Dr. Jed Hartings, a former Major in the U.S. Army’s Medical Service Corps, has made the study of spreading depolarizations his life’s work. Photo by Cindy Starr.

Jed Hartings, PhD, Research Associate Professor at the UC Neuroscience Institute, is among the world’s leaders in the research of brain waves known as spreading depolarizations. These electrical disturbances spread like tsunamis through a brain injured by stroke or trauma. And like tsunamis, they cause destruction.

“Compared to normal brain waves, these really are tsunamis,” Dr. Hartings says. “They are 5 to 10 times the size of epileptic seizure discharges. Although they are very focal at any given time — with a spatial wavelength of just a centimeter of brain tissue — they spread widely through an injured lobe of the brain.”

Listen to a Brain Tsunami >>

Anyone who has suffered a migraine headache might have actually experienced a spreading depolarization.  “In an awake individual who is suffering a migraine, a single wave can cause blindness on one side or can cause your arm or face to go numb,” Dr. Hartings says. “Imagine what effect 20 to 50 of these waves will have in a comatose patient who has suffered a traumatic brain injury.”

Dr. Hartings, a founding member of the international organization COSBID (Co-Operative Study on Brain Injury Depolarizations), has devoted his career to understanding, monitoring and seeking an effective treatment for this pathologic brain activity.

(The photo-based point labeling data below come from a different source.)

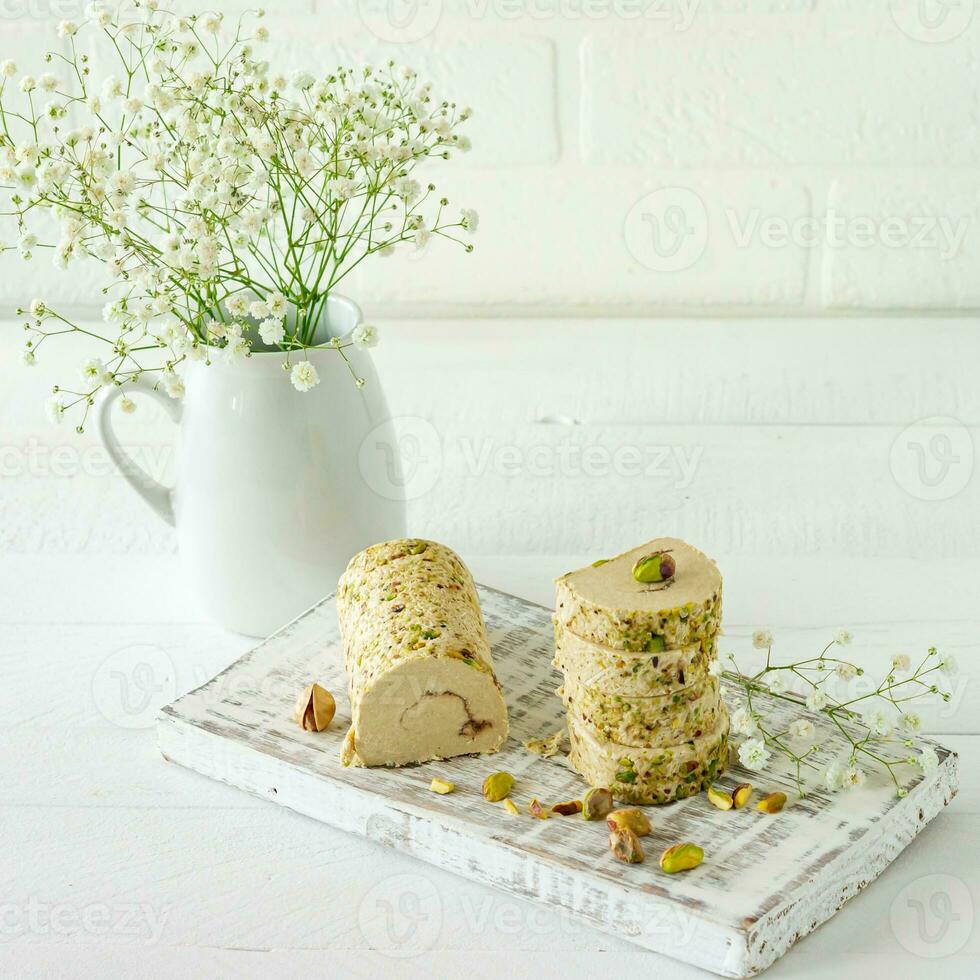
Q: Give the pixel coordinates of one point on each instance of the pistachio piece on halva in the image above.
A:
(720, 798)
(315, 708)
(741, 795)
(597, 803)
(771, 803)
(625, 845)
(681, 857)
(497, 786)
(659, 566)
(632, 819)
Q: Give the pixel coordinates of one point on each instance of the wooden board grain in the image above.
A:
(765, 882)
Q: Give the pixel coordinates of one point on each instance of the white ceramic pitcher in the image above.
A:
(269, 502)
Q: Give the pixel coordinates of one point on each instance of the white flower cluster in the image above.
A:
(224, 202)
(873, 722)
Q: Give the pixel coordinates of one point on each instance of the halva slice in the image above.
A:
(636, 674)
(604, 603)
(646, 721)
(650, 775)
(421, 676)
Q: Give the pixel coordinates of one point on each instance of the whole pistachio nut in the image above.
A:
(772, 803)
(681, 857)
(659, 566)
(596, 804)
(497, 786)
(315, 708)
(741, 795)
(720, 798)
(632, 819)
(625, 845)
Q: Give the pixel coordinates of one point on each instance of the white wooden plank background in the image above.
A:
(86, 574)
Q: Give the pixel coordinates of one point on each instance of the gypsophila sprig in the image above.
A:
(224, 202)
(874, 723)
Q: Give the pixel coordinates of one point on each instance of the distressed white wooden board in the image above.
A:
(766, 881)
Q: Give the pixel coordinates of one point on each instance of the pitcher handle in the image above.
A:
(158, 496)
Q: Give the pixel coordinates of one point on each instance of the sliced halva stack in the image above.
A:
(629, 673)
(645, 715)
(605, 604)
(420, 673)
(651, 774)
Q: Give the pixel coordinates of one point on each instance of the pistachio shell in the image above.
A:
(720, 798)
(681, 857)
(741, 795)
(625, 845)
(772, 803)
(597, 803)
(631, 819)
(497, 786)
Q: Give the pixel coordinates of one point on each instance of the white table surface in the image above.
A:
(116, 863)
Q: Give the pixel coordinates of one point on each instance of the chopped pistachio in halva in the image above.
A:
(420, 672)
(605, 603)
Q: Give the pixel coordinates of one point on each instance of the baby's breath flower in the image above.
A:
(778, 683)
(816, 699)
(94, 372)
(834, 776)
(879, 723)
(802, 730)
(55, 407)
(911, 721)
(470, 220)
(304, 376)
(365, 335)
(173, 385)
(742, 722)
(272, 331)
(754, 755)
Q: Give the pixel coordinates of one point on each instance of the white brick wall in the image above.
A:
(662, 156)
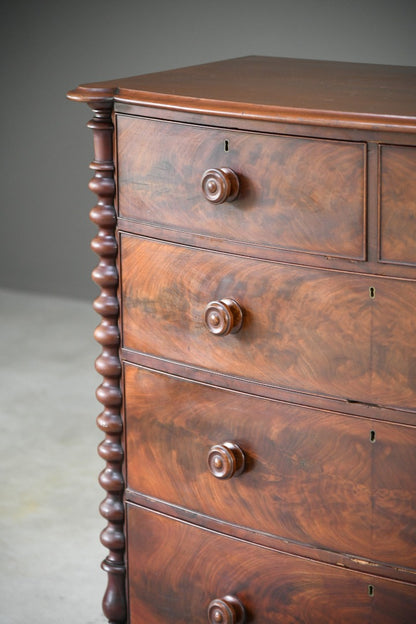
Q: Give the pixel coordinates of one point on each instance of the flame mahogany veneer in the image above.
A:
(256, 234)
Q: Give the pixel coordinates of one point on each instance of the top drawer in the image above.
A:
(398, 204)
(295, 193)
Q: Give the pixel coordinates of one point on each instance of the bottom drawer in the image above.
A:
(177, 570)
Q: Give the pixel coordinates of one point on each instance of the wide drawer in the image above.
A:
(322, 332)
(398, 204)
(176, 570)
(295, 193)
(331, 481)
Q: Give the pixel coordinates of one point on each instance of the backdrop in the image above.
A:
(52, 46)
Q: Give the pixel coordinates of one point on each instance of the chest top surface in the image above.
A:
(302, 91)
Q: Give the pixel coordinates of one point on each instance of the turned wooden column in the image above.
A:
(108, 363)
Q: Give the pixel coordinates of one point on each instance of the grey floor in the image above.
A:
(49, 523)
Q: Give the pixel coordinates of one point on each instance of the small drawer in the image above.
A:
(322, 332)
(182, 574)
(294, 194)
(331, 481)
(398, 204)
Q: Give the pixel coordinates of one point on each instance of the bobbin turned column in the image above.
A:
(108, 363)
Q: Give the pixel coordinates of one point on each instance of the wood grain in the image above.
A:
(310, 476)
(175, 570)
(295, 194)
(108, 363)
(398, 204)
(315, 93)
(315, 331)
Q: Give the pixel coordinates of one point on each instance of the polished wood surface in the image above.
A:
(108, 364)
(176, 570)
(398, 204)
(318, 93)
(303, 329)
(337, 482)
(257, 271)
(294, 193)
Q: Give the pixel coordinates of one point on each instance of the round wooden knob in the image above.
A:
(226, 460)
(223, 317)
(227, 610)
(220, 185)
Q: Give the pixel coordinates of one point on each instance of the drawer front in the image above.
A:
(333, 481)
(398, 204)
(176, 570)
(295, 194)
(322, 332)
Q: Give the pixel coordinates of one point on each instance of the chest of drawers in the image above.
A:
(257, 244)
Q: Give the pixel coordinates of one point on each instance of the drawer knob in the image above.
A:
(223, 317)
(220, 185)
(226, 460)
(226, 610)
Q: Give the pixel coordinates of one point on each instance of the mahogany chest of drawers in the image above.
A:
(257, 244)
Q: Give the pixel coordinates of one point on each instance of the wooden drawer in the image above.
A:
(332, 481)
(322, 332)
(295, 193)
(176, 570)
(398, 204)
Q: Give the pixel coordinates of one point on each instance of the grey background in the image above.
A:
(50, 47)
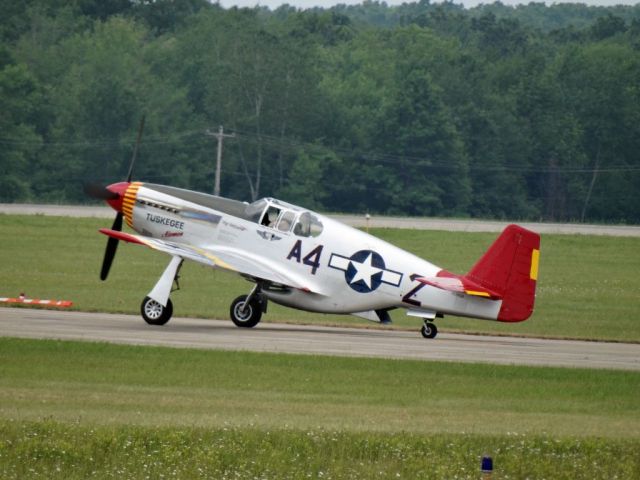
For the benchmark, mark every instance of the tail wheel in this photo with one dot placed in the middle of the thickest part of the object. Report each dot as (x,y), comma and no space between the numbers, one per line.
(245,315)
(429,330)
(154,313)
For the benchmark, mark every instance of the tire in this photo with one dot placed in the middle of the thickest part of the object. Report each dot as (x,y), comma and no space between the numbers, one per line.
(251,315)
(154,313)
(429,330)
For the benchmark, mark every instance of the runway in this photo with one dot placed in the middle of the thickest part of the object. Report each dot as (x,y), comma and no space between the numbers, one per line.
(316,340)
(360,221)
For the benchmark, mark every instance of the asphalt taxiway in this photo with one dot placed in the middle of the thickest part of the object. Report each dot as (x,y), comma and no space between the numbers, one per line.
(316,340)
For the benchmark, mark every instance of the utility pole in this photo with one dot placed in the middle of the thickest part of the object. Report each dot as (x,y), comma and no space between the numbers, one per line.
(220,136)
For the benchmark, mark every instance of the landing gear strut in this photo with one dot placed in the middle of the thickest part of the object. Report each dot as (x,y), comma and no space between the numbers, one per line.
(246,310)
(429,329)
(156,308)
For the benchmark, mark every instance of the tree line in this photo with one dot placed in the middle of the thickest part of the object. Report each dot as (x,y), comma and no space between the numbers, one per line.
(528,112)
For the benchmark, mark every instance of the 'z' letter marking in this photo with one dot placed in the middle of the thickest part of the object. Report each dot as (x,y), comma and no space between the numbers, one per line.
(407,298)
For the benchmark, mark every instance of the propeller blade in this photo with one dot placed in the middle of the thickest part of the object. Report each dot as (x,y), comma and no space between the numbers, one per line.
(112,246)
(135,149)
(98,191)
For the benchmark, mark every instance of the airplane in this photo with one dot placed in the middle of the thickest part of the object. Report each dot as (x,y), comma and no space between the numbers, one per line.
(301,259)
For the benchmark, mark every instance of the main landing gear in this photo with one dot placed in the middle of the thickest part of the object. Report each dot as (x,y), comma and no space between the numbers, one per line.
(429,329)
(154,313)
(246,310)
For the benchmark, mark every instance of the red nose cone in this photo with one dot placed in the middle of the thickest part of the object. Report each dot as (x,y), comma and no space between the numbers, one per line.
(119,189)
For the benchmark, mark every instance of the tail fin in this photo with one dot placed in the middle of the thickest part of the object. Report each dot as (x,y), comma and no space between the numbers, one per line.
(510,268)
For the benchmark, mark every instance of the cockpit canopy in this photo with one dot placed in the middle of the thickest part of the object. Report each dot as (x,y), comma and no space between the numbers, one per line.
(284,217)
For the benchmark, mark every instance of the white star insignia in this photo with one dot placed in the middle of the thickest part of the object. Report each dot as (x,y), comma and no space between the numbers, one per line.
(364,271)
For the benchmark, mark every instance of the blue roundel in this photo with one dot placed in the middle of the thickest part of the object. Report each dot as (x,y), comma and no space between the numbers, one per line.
(365,270)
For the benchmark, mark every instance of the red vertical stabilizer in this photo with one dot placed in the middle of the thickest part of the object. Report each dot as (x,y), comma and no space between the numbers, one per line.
(510,268)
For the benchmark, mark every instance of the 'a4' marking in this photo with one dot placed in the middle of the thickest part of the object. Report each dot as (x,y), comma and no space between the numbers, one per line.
(311,259)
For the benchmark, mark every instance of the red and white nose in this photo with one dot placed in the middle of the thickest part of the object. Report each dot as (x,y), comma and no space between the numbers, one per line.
(119,189)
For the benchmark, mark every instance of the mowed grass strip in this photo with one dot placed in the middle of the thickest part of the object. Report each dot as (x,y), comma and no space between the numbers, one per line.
(588,285)
(123,385)
(47,449)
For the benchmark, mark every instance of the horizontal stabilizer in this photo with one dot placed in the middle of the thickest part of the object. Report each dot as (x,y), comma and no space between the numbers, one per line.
(459,284)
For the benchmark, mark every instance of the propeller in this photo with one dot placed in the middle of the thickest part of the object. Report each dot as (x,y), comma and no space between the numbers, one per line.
(112,246)
(103,193)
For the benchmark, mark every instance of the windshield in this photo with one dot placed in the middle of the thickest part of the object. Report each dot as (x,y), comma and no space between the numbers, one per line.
(254,210)
(308,225)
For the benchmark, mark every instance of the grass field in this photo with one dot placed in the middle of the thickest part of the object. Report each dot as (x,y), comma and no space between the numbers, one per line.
(78,410)
(588,286)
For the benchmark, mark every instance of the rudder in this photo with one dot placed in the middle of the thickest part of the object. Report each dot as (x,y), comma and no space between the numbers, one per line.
(510,268)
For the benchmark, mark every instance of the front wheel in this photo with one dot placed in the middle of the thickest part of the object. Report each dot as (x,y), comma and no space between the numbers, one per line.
(154,313)
(429,330)
(243,314)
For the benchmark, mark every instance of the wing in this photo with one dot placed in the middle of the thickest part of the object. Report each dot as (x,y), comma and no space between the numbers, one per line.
(228,259)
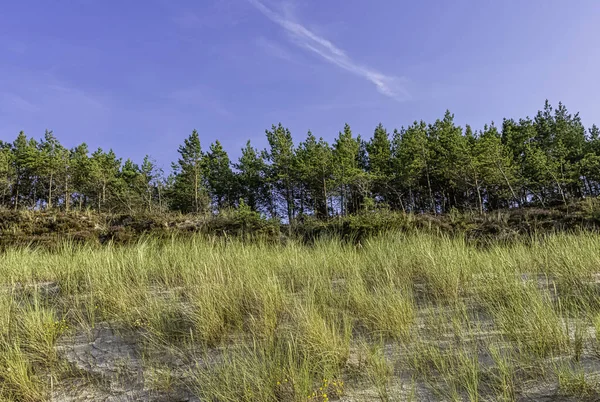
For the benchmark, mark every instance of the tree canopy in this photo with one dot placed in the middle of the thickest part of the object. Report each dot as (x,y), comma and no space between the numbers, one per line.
(437,167)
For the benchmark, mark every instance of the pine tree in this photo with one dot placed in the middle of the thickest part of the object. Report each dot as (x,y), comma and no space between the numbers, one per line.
(251,178)
(153,183)
(188,193)
(379,151)
(412,159)
(220,177)
(104,171)
(345,157)
(315,167)
(25,156)
(281,155)
(81,172)
(7,173)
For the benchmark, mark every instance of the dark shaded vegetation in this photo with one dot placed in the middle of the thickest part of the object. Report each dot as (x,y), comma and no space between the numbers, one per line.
(48,229)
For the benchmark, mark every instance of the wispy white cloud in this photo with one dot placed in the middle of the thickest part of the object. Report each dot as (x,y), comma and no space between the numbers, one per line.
(274,49)
(200,97)
(389,85)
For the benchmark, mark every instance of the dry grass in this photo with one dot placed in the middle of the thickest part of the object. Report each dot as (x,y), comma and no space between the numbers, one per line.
(260,322)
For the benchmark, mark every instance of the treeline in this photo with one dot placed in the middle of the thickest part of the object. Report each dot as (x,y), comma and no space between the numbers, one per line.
(424,167)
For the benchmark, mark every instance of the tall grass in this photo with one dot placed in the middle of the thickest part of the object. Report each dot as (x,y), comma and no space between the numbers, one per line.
(297,314)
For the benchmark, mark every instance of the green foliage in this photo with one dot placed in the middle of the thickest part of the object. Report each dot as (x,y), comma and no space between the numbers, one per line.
(545,161)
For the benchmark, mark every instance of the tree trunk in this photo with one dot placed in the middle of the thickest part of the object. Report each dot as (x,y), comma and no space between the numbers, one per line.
(50,192)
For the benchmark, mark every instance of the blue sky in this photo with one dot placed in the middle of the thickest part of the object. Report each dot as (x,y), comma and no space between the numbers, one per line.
(139,76)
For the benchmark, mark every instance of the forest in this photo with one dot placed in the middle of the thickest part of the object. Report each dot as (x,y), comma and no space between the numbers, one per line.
(436,167)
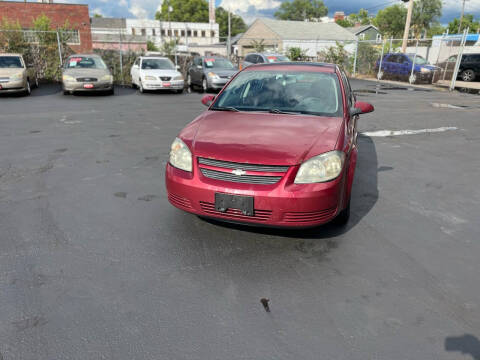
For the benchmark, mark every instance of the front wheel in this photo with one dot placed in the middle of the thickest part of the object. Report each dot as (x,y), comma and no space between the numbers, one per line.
(468,75)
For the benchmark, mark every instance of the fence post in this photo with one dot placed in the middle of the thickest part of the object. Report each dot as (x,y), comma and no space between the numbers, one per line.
(411,80)
(355,59)
(459,59)
(59,49)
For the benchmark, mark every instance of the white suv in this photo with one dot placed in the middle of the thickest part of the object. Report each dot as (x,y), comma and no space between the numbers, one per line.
(156,73)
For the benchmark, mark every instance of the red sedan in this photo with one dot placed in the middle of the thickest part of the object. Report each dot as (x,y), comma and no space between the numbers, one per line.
(276,147)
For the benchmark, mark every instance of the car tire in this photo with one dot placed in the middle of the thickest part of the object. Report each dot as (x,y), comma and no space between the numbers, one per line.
(343,217)
(467,75)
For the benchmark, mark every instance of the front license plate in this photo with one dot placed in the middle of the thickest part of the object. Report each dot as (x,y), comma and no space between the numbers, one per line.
(223,202)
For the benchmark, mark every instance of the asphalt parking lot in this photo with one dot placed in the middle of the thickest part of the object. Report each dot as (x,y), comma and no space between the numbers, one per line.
(96,264)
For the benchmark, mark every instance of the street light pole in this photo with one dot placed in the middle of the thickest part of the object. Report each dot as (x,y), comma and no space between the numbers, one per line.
(407,26)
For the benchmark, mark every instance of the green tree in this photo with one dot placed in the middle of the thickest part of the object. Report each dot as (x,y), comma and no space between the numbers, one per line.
(468,22)
(391,21)
(184,11)
(425,13)
(344,22)
(301,10)
(236,22)
(296,54)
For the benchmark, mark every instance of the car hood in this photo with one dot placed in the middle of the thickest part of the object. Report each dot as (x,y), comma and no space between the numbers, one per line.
(10,71)
(86,72)
(260,138)
(222,72)
(160,72)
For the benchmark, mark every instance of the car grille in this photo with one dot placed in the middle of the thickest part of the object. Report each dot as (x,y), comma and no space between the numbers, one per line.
(259,215)
(87,79)
(225,171)
(299,217)
(179,201)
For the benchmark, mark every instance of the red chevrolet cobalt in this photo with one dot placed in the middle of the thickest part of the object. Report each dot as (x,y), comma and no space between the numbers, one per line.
(276,147)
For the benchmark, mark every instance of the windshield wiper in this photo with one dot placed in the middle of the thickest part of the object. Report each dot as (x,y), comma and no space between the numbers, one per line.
(225,108)
(278,111)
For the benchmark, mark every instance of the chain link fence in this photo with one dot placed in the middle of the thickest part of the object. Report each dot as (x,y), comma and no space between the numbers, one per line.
(427,60)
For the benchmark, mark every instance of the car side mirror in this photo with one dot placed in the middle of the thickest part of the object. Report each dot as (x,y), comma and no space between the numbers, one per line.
(361,107)
(207,100)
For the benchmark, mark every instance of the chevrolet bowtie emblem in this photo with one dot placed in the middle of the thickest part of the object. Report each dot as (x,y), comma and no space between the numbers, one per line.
(238,172)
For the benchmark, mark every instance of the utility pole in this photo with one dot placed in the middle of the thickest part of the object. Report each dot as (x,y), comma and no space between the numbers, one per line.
(461,16)
(407,25)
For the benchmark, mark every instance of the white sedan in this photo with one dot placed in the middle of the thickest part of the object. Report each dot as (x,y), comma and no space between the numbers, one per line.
(156,73)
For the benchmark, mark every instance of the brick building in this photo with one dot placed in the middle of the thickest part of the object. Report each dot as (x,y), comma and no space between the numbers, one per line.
(76,15)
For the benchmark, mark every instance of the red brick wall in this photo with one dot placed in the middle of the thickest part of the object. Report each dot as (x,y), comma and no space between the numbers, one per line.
(76,15)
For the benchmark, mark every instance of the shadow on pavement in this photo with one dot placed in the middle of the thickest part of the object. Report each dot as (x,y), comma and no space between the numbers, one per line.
(364,197)
(465,344)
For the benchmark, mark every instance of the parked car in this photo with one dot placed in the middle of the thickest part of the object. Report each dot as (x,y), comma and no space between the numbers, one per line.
(399,66)
(86,72)
(263,58)
(277,147)
(15,75)
(469,69)
(156,73)
(210,72)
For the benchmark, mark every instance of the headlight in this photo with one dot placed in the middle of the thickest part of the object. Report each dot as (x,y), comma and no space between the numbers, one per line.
(16,77)
(68,78)
(180,155)
(321,168)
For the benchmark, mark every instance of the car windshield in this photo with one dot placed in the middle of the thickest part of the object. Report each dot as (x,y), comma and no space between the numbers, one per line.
(85,62)
(313,93)
(276,58)
(13,62)
(418,60)
(212,63)
(157,64)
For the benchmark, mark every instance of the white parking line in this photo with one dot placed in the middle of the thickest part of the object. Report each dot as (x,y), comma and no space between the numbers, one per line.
(383,133)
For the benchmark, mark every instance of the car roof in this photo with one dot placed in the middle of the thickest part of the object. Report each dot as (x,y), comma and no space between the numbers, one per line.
(317,67)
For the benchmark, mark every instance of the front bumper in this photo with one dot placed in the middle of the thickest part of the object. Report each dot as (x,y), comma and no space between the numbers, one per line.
(163,85)
(13,86)
(80,86)
(284,204)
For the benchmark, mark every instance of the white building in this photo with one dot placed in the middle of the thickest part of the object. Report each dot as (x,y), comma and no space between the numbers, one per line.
(189,34)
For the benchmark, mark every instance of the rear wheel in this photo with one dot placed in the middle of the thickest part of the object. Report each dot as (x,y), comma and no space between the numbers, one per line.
(468,75)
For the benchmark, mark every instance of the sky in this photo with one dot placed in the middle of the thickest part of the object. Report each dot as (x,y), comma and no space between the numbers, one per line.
(250,9)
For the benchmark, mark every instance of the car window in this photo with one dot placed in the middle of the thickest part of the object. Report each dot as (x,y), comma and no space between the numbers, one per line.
(312,93)
(85,62)
(157,64)
(215,63)
(14,62)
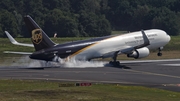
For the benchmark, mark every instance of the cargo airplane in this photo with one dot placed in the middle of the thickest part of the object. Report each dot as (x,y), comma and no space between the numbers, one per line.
(135,45)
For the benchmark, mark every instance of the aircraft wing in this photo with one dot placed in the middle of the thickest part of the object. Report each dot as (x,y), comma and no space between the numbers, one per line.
(22,53)
(13,41)
(129,49)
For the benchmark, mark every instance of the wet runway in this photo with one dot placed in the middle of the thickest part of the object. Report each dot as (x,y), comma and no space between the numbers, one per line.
(152,73)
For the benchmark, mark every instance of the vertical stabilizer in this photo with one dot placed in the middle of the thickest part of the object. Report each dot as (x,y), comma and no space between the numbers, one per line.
(38,37)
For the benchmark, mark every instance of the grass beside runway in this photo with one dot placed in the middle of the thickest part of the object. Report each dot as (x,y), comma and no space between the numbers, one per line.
(31,90)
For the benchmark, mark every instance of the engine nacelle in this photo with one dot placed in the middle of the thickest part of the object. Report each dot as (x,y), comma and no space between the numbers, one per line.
(139,53)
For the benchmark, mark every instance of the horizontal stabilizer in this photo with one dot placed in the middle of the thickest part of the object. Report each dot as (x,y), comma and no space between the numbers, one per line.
(13,41)
(22,53)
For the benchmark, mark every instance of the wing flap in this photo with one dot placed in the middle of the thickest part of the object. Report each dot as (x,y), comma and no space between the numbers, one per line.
(22,53)
(13,41)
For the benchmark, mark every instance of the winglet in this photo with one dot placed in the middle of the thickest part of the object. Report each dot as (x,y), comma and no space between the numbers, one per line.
(13,41)
(146,40)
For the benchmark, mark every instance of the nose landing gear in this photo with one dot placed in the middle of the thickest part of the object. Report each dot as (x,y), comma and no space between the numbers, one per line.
(159,53)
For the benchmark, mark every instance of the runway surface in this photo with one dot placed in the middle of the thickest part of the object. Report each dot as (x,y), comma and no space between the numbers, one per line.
(164,74)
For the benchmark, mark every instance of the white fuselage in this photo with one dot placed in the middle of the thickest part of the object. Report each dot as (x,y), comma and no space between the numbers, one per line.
(107,47)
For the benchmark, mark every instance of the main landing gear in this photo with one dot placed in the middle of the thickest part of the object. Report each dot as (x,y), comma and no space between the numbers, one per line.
(114,62)
(159,53)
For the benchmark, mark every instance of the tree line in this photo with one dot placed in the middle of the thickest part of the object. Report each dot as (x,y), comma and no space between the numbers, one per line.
(92,18)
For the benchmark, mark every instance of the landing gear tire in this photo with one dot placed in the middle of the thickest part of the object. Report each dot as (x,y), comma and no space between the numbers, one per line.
(159,54)
(114,63)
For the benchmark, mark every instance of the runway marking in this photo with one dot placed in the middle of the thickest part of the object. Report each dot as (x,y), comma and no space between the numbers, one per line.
(153,73)
(170,64)
(78,80)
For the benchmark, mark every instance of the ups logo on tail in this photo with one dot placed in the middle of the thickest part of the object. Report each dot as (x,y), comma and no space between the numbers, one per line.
(36,36)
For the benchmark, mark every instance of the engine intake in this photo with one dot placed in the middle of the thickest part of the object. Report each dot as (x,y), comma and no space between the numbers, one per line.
(139,53)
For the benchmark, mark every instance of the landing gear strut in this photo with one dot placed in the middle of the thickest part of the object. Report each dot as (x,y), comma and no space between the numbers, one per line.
(114,62)
(159,53)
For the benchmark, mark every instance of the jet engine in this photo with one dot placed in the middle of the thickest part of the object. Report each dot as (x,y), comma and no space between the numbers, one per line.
(139,53)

“Our lab and our leadership have generated the evidence for the role of spreading depolarizations in traumatic brain injury worldwide,” Dr. Hartings says. “We really characterized this phenomenon and this disease.”

Dr. Hartings began by investigating spreading depolarizations as being possibly important. “Today,” he says, “we know they are important; we know they are relevant to patients’ outcomes; and we know that they occur in many patients.”

In 2011 Dr. Hartings was the lead author of two benchmark papers about spreading depolarizations, published in the prestigious journals Brain and Lancet Neurology. Dr. Hartings and his colleagues showed through their research that the depolarizations are not only linked to worse outcomes, they also cause worse outcomes. Stopping them with medical treatment, they reported, could prevent many victims of major head injury from suffering additional brain damage.

The research was funded largely by a four-year $1.96 million grant awarded through the U.S. Department of Defense’s Psychological Health and Traumatic Brain Injury (PH/TBI) Research Program (formerly known as the Post Traumatic Stress Disorder/TBI Research Program). The topic of spreading depolarizations has been of keen interest to the U.S. military since the emergence of head injuries as the signature wound of the wars in Iraq and Afghanistan.

Results of a more detailed study, also funded by the U.S. Department of Defense, are on the horizon. The five-year investigation involving 140 patients at five academic health centers will provide full clinical details about the occurrence of depolarizations and what sub-types of injury the depolarizations are associated with.

Even more dramatic findings are on the way. Although Dr. Hartings and his co-investigators currently monitor depolarizations by placing an electrode strip onto the brain of patients who undergo surgery, their newest research involves exploring different types of monitors that do not have to be placed directly on the brain. Such monitoring would benefit patients who have suffered brain injury but do not require surgery.

“One of our main objectives going forward is to develop techniques for measuring spreading depolarizations non-invasively, using a more traditional electroencephalograph, or EEG,” Dr. Hartings says. “Currently we can record them only from electrodes placed directly on the brain, which really limits us to studying maybe 5 or 10 percent of patients with traumatic brain injury. Ultimately, we need to translate that knowledge into a tool that can be used in a clinical, bedside device by any clinician.”

Dr. Hartings has published more than 40 peer-reviewed journal articles and has one patent and two invention disclosures to his credit.